Every day we have so many competing demands on our limited attention. We have input on our TV and computer screens directing our thoughts, feelings, concerns and cares. We are invited to believe this, get angry about that, care deeply about something else or dwell on another idea entirely. We are bombarded with more thoughts and ideas than our minds can handle. How are we to make sense of it all and work out what to think?

The apostle Paul gives us some directions on how to think well in Philippians chapter 4. He tells us to “think about such things” and his list includes what is right, noble, pure and lovely. I have found the following three questions, which I have seen in various books and online articles, useful in directing my thoughts in the ways Paul is encouraging:

Is it true?

First of all, we can ask ourselves whether this thought is true or not. In a world of fake news, online conspiracy theories and viral memes this a very useful yardstick. Is what I am being presented with true or not? Do I know it to be true? If not, then I need to reject this thought or idea.

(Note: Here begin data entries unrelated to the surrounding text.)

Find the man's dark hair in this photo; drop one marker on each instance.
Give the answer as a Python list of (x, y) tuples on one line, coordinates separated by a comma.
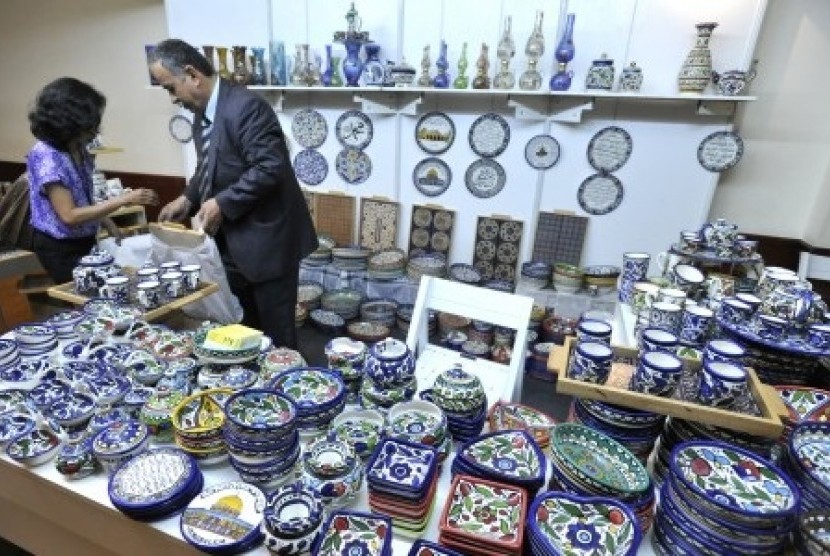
[(175, 54), (64, 109)]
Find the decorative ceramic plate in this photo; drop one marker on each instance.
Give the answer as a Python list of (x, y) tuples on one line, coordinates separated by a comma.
[(152, 477), (609, 149), (489, 135), (485, 178), (353, 165), (354, 129), (734, 479), (720, 150), (432, 176), (311, 167), (435, 132), (600, 194), (224, 516), (309, 128), (542, 152), (574, 525)]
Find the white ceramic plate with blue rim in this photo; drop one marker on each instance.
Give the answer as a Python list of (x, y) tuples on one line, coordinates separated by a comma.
[(485, 178), (609, 149), (354, 129), (311, 167), (309, 128), (542, 152), (432, 176), (353, 165), (489, 135), (600, 194)]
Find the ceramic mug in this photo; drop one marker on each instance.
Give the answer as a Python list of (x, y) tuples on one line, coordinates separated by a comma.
[(149, 294)]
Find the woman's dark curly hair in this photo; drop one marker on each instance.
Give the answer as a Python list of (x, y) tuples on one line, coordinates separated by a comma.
[(64, 109)]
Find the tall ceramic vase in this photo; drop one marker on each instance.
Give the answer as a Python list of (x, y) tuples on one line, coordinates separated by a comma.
[(696, 71)]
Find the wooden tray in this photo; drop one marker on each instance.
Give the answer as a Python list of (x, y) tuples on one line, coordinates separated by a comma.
[(768, 424), (66, 292)]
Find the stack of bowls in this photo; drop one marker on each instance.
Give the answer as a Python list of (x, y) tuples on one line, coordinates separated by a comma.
[(260, 431), (319, 395), (721, 499)]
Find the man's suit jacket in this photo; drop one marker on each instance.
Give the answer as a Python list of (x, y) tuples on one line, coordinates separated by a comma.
[(265, 219)]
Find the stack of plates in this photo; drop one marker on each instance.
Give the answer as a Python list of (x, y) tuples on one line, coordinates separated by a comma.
[(261, 434), (483, 518), (560, 523), (721, 499), (402, 479), (224, 518), (511, 457), (155, 484)]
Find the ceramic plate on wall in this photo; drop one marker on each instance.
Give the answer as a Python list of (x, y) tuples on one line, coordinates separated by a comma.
[(311, 167), (720, 151), (600, 194), (489, 135), (432, 176), (309, 128), (542, 152), (609, 149), (354, 129), (485, 178), (435, 132), (353, 165)]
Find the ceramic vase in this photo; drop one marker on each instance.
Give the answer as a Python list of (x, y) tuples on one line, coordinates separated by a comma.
[(442, 80), (696, 71), (564, 53)]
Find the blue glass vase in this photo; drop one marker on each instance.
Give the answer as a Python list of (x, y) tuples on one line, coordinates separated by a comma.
[(564, 53)]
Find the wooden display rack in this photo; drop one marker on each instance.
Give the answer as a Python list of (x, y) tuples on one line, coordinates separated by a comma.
[(768, 424)]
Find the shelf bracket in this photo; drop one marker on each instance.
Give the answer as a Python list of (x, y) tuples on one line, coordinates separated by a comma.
[(716, 108)]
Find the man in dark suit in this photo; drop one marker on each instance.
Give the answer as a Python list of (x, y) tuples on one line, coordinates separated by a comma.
[(244, 192)]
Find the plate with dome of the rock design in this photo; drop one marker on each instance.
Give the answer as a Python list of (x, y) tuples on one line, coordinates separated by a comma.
[(224, 517), (733, 479), (505, 455)]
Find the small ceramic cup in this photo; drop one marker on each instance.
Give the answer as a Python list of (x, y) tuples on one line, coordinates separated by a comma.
[(771, 327), (191, 274), (721, 383), (591, 362), (724, 350), (149, 294), (657, 373)]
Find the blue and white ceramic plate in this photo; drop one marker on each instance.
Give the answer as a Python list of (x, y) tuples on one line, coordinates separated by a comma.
[(353, 165), (435, 132), (354, 129), (600, 194), (309, 128), (432, 176), (311, 167), (542, 152), (489, 135), (485, 178)]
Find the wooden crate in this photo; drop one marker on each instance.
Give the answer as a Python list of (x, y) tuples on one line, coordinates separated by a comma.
[(768, 424)]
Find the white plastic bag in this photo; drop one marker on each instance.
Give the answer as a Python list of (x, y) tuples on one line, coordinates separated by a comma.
[(189, 247)]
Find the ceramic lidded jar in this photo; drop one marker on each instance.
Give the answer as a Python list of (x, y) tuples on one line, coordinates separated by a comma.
[(458, 391), (389, 362)]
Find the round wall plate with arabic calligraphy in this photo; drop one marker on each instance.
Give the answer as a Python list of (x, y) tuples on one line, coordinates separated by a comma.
[(600, 194), (309, 128), (489, 135), (609, 149), (485, 178), (432, 176), (542, 152), (311, 167), (435, 132), (354, 129), (720, 150), (353, 166)]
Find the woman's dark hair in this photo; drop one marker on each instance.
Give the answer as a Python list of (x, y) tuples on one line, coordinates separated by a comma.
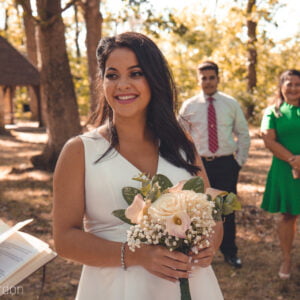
[(161, 117), (283, 77)]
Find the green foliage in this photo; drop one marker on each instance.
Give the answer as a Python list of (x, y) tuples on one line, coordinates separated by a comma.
[(120, 213), (129, 193), (195, 184)]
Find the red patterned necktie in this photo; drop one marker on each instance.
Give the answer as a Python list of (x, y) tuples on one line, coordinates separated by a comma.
[(212, 126)]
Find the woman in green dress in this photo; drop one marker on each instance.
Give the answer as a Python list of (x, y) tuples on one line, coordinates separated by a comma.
[(280, 129)]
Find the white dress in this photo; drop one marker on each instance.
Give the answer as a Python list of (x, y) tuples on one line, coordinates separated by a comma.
[(104, 181)]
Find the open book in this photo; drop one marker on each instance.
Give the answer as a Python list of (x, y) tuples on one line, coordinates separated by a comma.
[(20, 254)]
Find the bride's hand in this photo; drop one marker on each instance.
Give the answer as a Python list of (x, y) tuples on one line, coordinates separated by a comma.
[(162, 262), (204, 257)]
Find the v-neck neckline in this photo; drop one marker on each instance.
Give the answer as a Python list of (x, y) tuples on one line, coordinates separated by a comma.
[(96, 130)]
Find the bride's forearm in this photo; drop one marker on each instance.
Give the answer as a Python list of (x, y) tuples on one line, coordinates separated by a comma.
[(88, 249)]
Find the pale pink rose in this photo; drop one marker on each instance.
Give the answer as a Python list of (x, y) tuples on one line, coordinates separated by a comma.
[(178, 224), (177, 187), (135, 211)]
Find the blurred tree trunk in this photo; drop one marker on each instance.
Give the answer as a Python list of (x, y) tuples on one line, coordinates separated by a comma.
[(57, 85), (31, 47), (93, 20), (252, 54)]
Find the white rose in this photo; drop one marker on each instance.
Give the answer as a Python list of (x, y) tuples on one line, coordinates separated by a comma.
[(170, 204)]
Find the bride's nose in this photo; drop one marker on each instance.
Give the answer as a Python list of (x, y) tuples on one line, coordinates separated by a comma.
[(123, 83)]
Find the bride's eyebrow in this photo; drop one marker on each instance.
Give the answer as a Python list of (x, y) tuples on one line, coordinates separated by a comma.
[(131, 67)]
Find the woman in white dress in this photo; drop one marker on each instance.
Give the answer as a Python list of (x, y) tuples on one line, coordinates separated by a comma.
[(137, 132)]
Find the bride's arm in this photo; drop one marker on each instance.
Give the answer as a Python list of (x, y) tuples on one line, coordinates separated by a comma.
[(74, 243)]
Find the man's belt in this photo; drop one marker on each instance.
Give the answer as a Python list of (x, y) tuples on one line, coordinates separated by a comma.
[(211, 158)]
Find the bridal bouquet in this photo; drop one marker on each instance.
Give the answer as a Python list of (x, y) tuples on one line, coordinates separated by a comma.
[(179, 217)]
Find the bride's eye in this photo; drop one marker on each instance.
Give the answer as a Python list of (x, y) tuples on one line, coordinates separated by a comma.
[(136, 74), (111, 76)]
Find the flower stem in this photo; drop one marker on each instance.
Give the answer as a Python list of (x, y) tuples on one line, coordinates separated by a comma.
[(185, 289)]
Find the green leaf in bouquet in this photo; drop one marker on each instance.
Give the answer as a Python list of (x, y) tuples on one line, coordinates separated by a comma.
[(120, 213), (227, 209), (195, 184), (129, 193), (154, 192), (143, 178), (146, 189), (163, 181), (231, 199)]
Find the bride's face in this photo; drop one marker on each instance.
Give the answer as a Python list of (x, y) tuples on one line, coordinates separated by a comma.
[(125, 87)]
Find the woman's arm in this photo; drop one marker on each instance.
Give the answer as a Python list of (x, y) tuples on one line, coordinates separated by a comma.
[(73, 243), (269, 138), (68, 211)]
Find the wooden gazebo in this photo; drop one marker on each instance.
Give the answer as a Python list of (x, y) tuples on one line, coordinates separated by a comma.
[(15, 70)]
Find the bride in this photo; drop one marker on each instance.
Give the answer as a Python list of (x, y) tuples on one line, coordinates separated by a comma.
[(137, 132)]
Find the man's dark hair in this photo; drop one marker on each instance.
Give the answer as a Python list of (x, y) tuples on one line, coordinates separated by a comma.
[(209, 65)]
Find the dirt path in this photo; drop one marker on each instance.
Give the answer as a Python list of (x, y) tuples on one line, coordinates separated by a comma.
[(26, 193)]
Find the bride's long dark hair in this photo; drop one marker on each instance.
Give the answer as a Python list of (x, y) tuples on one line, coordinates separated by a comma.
[(174, 146)]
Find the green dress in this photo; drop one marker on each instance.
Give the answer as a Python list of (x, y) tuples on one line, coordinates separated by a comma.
[(282, 192)]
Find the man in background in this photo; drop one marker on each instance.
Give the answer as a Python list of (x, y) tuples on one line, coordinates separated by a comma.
[(220, 132)]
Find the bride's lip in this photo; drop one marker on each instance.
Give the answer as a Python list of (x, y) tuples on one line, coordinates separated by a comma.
[(125, 99)]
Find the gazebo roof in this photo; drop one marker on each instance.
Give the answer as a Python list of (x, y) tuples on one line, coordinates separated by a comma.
[(15, 69)]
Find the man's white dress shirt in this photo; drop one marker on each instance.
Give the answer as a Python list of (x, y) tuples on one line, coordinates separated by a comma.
[(233, 133)]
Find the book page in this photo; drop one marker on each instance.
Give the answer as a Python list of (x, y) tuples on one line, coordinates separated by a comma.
[(6, 231), (16, 251)]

This can be useful to direct our thoughts when reading articles online. It is also a useful guide when thinking or speaking about others. I may have preconceptions about another person, but are they actually true? Do I know that rumour about a colleague to be true or am I simply repeating what someone else has said?

We can use this question to guide our own thoughts about ourselves too. I think plenty of thoughts about myself, but are they all true? Very often they are not. I need to recognise and reject the ideas I perpetuate about myself that are simply not true.

Is it good?

There may be things that are true that aren’t actually good. We may be presented with something that isn’t factually untrue but isn’t a good thing to be dwelling on nonetheless. We have limited capacity in our minds and limited bandwidth in our thinking. Why waste that on things that are bad? Let’s filter out anything that isn’t actually good.

Paul calls those things that are good ‘pure’, ‘lovely’, and ‘excellent’. Celebrity gossip might be true (although I often have no way of telling) but it is rarely pure and good. What I am being told about a friend might be true, but if it’s not good, if it doesn’t help me appreciate them more, then do I really need to know it?

Once again, we can apply this to thoughts about ourselves too. Once I have filtered out the thoughts that are untrue, I can still focus on the thoughts that are bad. I can dwell on the negative aspects about myself, or the bad things that I have done. Self-knowledge is helpful and it’s not good to cover up our own mistakes. But spending our thinking time on the negative doesn’t help us learn or grow. We need to filter out the bad and let in what is good.

Is it helpful?

Once we have removed those things that are neither true or good, we still have to ask whether these thoughts and ideas are helpful. I can spend my thinking time on what is not actively untrue or bad, but that doesn’t mean it is necessarily helpful. Does it help me learn and grow as a person? Does it develop my mind, my joy, my appreciation of beauty and my knowledge of God?

We need this filter when it comes to interpersonal relationships. We may not be speaking something untrue or bad about another person, but is it actually helpful? It is helpful to them or to us? If not, perhaps it’s best not thought or said at all. Equally we think plenty of things about ourselves that are good and true, but not necessarily helpful to ourselves or others.

Here are three questions that can help direct our thoughts well: Is it true? Is it good? Is it helpful? In reality they are intertwined and rarely have to be asked one after the other. But as we ask them we get closer to the kinds of thoughts Paul is urging us toward, the kind of thoughts that reflect God’s truth and mirror God’s thinking.